活断層の過去の動きから津波の性質を調べる地質調査が、北海道大学などの共同研究チームにより厚真町浜厚真などで行われている。町内の調査では、約3000年前と1667年の樽前山噴火で降った火山灰の地層の間に、津波堆積物があることを確認。約400年前にこの周辺で津波があったと考えられ、「東北地方で大きな被害が出た1611(慶長16)年の慶長三陸地震と関連があるのでは」と推測している。
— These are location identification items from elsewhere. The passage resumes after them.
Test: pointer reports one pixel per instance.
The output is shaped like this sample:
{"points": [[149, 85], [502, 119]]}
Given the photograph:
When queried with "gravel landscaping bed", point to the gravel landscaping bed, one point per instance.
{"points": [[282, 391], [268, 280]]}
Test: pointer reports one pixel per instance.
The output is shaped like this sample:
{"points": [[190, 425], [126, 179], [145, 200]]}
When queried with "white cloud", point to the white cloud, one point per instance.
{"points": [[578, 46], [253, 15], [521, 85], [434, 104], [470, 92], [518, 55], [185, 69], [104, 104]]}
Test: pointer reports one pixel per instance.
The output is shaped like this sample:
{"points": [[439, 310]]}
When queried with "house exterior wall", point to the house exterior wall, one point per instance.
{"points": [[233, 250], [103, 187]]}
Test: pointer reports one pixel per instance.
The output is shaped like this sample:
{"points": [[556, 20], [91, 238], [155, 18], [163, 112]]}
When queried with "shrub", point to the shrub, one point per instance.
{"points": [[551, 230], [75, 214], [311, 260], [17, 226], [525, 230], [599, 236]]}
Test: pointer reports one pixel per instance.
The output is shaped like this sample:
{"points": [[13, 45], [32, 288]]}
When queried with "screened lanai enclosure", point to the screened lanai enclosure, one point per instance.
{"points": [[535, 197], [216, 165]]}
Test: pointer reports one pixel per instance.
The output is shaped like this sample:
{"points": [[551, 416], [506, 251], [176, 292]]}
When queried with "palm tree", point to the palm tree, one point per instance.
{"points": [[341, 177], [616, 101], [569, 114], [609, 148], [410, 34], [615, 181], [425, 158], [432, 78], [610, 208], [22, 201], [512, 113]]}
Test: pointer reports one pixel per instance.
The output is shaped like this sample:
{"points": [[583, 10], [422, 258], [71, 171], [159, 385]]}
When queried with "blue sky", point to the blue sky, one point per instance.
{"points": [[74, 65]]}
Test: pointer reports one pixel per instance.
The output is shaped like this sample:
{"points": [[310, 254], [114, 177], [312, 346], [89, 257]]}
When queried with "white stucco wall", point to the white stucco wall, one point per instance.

調査を行っているのは、北大大学院理学研究院の西村裕一准教授、新潟大学教育学部地学教室の高清水康博准教授、東北大学災害科学国際研究所の菅原大助准教授のチーム。奥行き約5メートル、幅9メートル、深さ約1・5メートルの大規模な溝を掘り、18~21日に津波堆積物の特性などを調査した。
関係者によると、この規模の掘削調査は全国でもほとんど例がなく、「地下で起きていることを断面上で見ることができる貴重な機会」と言う。高清水准教授は、津波堆積物について「厚さ20センチほど積もっている箇所もあれば、なくなっている場所もある。過去の津波の強度、履歴を把握することで、歴史上証明されていないことが分かるのでは」と期待する。
西村准教授は「慶長三陸地震では、場所は明確ではないが道内でも死者が出るほどの被害があったことが分かっている。(堆積物は)当時の津波の痕跡ではないか」と推測。「津波はめったに起きないけれど、起きたら大変なことになる。歴史の記録だけで分からないところを地質で調査していきたい」と話している。
調査は厚真を皮切りに25日まで、苫小牧市、むかわ町、白老町でも予定している。